L4 worms were fed with different RNAi clones and removed after they reached adulthood and laid eggs. Those eggs were left on RNAi plates to develop to the L4 larval stage and then transferred onto new RNAi plates with or without 0.05 mg/ml methyl methanesulfonate (MMS) added to the agar. After 24 h, 10 to 20 worms were examined under a Zeiss AxioImager M2 m microscope for green fluorescence of apoptotic cells. Another 10 worms were moved to fresh RNAi plates with or without MMS for egg laying. Eggs were transferred to fresh RNAi plates. After 24 h, unhatched eggs were counted to evaluate embryonic lethality. Over 120 embryos were scored for each genotype. Minimum nine worms for each genotype were scored for apoptotic cells. S score calculation for embryonic survival was the same as that for the sex ratio phenotype.

Statistical analysis

The exact binomial test [25] was used to compare observed and expected values for sex ratio and survival rate of RNAi-on-mutant animals.
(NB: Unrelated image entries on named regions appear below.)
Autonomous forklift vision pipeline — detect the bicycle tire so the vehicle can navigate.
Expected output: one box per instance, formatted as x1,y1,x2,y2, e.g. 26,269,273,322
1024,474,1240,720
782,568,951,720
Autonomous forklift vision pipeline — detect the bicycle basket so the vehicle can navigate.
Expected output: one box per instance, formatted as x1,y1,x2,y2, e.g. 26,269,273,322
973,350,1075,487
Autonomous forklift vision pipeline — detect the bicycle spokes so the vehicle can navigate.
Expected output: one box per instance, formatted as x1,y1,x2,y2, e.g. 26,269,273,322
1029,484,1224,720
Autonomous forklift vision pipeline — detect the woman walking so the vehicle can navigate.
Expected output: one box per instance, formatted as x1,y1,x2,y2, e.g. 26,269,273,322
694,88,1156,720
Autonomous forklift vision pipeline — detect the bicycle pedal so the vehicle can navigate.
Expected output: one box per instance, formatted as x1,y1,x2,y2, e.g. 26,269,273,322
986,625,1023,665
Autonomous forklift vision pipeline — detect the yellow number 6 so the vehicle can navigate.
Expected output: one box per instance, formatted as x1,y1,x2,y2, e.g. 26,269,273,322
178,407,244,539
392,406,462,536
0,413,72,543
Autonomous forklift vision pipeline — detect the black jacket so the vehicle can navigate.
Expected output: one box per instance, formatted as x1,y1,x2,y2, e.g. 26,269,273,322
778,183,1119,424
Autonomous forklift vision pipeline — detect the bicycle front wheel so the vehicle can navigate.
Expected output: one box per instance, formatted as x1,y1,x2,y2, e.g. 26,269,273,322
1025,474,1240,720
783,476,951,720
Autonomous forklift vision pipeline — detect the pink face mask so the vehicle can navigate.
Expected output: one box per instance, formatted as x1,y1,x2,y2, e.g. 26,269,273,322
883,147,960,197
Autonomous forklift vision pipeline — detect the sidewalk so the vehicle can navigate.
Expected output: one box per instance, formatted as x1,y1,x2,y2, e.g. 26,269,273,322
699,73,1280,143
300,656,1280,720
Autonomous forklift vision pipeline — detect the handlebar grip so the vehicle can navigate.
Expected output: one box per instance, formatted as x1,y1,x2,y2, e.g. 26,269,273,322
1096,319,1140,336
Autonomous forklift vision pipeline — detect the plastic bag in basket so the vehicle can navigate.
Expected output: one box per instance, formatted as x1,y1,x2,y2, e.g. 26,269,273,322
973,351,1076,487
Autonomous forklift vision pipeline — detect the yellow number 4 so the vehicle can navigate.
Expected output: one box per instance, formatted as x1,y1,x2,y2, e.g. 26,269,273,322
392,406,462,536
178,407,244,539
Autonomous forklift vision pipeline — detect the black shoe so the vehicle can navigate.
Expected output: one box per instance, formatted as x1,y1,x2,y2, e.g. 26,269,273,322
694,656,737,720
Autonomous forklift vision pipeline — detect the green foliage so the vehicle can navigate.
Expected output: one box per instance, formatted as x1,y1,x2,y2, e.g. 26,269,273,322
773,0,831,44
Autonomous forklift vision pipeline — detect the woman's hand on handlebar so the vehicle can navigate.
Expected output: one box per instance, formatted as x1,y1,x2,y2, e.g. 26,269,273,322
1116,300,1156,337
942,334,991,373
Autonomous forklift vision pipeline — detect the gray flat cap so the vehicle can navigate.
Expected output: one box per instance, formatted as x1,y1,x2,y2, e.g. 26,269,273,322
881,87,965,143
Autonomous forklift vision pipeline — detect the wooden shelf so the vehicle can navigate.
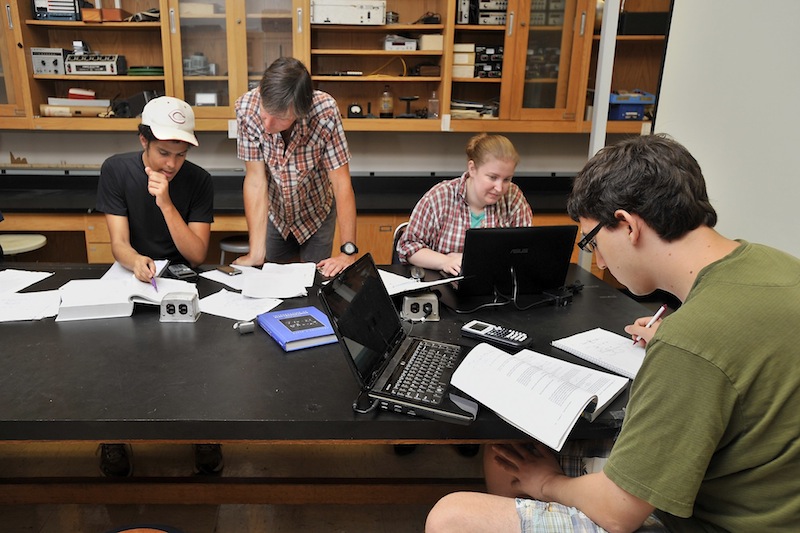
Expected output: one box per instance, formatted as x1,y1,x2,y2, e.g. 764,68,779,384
25,19,161,30
455,24,506,31
33,74,164,82
453,78,503,83
592,35,666,42
311,24,444,33
311,48,442,57
312,74,442,83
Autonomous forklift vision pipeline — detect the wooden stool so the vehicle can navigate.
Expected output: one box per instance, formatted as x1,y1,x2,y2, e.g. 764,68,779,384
219,235,250,265
0,233,47,255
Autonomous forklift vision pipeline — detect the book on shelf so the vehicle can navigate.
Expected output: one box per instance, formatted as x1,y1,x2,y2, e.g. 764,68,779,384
257,306,338,352
452,343,630,451
56,276,197,322
552,328,645,379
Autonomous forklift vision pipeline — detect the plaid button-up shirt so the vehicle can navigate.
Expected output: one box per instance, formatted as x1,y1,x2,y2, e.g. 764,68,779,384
236,88,350,244
397,172,533,263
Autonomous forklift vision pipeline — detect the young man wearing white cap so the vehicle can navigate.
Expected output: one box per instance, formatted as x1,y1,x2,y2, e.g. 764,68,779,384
97,96,222,476
97,96,214,281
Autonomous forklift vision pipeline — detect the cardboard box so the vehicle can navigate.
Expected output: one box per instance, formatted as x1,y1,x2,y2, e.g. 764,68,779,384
178,2,214,17
419,33,444,50
81,7,103,22
100,7,131,22
453,52,475,65
453,65,475,78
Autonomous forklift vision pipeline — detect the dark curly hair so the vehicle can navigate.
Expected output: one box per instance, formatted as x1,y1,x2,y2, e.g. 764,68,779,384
567,135,717,241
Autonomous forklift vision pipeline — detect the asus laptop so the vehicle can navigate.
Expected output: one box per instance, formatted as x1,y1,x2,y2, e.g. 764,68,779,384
319,254,478,424
440,225,578,312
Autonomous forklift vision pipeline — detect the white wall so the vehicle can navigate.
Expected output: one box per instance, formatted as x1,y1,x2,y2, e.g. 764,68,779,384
655,0,800,256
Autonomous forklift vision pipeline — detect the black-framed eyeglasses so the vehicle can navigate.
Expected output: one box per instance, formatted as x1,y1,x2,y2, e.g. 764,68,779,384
578,222,603,253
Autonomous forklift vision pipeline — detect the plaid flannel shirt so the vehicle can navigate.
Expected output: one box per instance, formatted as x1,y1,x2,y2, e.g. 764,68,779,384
236,88,350,244
397,172,533,263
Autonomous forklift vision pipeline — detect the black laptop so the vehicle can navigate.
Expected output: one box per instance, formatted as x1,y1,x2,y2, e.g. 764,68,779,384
319,254,478,424
440,225,578,311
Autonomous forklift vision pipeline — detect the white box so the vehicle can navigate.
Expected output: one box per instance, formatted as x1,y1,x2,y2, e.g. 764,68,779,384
31,46,68,75
311,0,386,26
453,65,475,78
453,52,475,66
453,43,475,54
383,35,417,50
419,33,444,50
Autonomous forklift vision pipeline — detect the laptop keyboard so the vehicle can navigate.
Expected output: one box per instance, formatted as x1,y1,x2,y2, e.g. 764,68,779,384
391,341,461,405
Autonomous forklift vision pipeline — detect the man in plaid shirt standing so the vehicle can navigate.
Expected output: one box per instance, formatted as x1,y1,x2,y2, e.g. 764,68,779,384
234,57,358,276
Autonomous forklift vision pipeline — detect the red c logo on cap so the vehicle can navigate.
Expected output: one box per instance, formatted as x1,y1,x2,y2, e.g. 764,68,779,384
168,109,186,124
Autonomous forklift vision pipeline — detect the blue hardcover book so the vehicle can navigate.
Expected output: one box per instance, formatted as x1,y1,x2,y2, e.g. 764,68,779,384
258,306,337,352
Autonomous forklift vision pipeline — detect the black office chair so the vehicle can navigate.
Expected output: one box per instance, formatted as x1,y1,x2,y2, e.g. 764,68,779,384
392,222,408,265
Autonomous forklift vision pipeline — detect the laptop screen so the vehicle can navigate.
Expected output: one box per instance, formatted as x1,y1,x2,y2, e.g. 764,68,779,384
458,226,578,297
320,254,403,388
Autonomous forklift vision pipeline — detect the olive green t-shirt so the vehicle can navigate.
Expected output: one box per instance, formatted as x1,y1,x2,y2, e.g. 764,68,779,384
604,241,800,531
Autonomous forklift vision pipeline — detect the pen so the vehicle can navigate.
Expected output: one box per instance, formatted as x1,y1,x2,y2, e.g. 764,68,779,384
150,265,158,292
633,304,667,344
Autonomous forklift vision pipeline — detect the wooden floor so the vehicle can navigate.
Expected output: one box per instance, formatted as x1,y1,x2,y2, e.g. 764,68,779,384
0,443,482,533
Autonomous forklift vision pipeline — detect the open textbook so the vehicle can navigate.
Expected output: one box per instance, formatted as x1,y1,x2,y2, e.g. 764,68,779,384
452,343,629,451
552,328,644,379
56,276,197,322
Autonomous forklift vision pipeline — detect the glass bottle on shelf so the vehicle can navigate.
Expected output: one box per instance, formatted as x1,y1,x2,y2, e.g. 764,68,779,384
379,85,394,118
428,91,439,118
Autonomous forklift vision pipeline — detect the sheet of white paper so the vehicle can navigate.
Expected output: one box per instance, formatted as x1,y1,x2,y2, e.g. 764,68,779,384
261,263,317,287
242,263,316,298
100,259,169,280
378,269,464,296
200,286,283,320
0,290,61,322
0,268,53,294
200,265,252,291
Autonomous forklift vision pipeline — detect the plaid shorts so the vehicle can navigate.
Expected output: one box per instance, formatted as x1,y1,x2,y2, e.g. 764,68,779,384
516,439,667,533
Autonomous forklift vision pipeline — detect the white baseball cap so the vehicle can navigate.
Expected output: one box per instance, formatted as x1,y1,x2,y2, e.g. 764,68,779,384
142,96,199,146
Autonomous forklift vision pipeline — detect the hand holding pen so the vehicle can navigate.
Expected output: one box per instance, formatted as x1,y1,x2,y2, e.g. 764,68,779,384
633,304,667,345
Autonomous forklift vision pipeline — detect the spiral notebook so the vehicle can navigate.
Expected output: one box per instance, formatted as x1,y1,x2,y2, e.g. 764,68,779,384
551,328,644,379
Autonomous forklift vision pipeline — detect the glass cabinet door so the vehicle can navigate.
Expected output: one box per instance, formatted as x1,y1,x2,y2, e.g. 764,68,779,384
245,0,296,89
507,0,592,121
169,0,236,118
169,0,306,119
0,2,25,117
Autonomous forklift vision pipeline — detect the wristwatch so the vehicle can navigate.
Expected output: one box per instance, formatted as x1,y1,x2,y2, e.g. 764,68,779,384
339,241,358,255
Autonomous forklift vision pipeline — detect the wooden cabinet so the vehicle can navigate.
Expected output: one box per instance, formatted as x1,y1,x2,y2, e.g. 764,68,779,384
0,0,307,131
305,0,452,131
84,213,114,263
0,2,29,122
452,0,591,132
167,0,303,124
16,0,169,131
308,0,593,132
0,0,669,133
582,0,670,133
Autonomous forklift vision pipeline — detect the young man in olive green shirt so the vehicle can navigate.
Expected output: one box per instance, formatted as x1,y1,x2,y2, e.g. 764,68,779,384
426,136,800,532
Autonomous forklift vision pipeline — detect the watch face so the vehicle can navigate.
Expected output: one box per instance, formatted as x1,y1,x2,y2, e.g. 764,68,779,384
347,104,364,118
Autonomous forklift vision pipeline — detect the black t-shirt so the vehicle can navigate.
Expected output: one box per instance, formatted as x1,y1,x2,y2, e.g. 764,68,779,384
97,152,214,264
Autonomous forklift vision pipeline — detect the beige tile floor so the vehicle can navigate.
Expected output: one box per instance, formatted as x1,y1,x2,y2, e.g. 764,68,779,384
0,443,481,533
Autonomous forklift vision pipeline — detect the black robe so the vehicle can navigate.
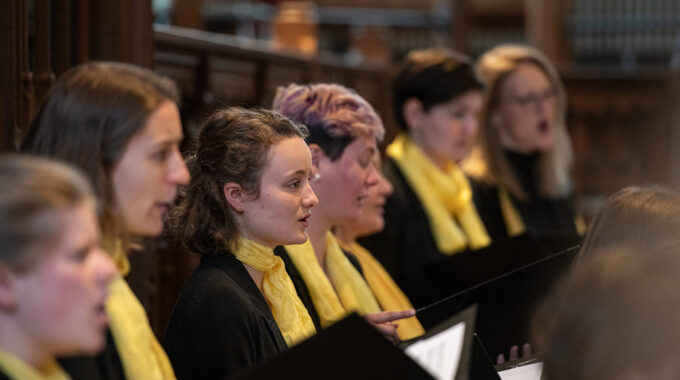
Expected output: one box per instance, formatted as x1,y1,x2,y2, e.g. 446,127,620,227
163,252,287,380
359,157,507,308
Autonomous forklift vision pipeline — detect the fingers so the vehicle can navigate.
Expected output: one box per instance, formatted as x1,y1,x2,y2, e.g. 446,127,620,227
364,309,416,323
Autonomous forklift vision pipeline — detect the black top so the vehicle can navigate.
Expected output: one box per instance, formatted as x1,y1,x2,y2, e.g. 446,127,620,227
163,252,287,380
359,157,507,308
58,322,125,380
274,246,364,332
506,152,578,239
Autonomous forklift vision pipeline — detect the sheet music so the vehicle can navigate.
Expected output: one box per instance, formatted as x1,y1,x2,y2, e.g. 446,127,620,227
498,362,543,380
404,322,465,380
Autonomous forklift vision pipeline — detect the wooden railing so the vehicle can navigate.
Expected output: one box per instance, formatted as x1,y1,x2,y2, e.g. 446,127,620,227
154,27,391,142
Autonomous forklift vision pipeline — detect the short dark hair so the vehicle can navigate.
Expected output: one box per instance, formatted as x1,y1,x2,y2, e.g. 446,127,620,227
21,62,179,246
392,49,484,131
169,107,307,255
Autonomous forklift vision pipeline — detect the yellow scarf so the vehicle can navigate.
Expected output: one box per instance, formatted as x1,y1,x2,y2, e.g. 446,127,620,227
343,241,425,340
285,231,380,327
0,349,71,380
387,133,491,255
234,239,316,346
106,243,175,380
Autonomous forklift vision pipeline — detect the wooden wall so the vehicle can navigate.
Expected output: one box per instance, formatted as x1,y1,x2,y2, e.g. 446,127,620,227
0,0,680,334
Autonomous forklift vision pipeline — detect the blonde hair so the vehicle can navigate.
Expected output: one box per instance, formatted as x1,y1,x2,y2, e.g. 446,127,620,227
466,44,572,199
272,83,385,160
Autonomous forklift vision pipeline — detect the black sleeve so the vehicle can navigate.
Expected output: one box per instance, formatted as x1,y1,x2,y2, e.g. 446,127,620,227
164,282,263,380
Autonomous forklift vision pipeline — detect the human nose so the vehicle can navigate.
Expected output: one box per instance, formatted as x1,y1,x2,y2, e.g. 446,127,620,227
364,165,380,187
302,182,319,208
168,149,191,185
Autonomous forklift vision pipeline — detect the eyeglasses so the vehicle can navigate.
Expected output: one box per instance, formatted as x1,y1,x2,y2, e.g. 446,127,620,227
508,88,557,109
The student t-test [25] was used on body length data to compare the observed and expected RNAi impact on mutants. Apoptotic cell numbers were compared using the ANOVA test followed by contrast analysis [25]. The p-values from all statistical tests were adjusted for multiple comparison (separately for each phenotype) using Benjamini-Hochberg correction with family-wise error set to 5% [26] to control for false discovery rate. All tests were performed in R [46].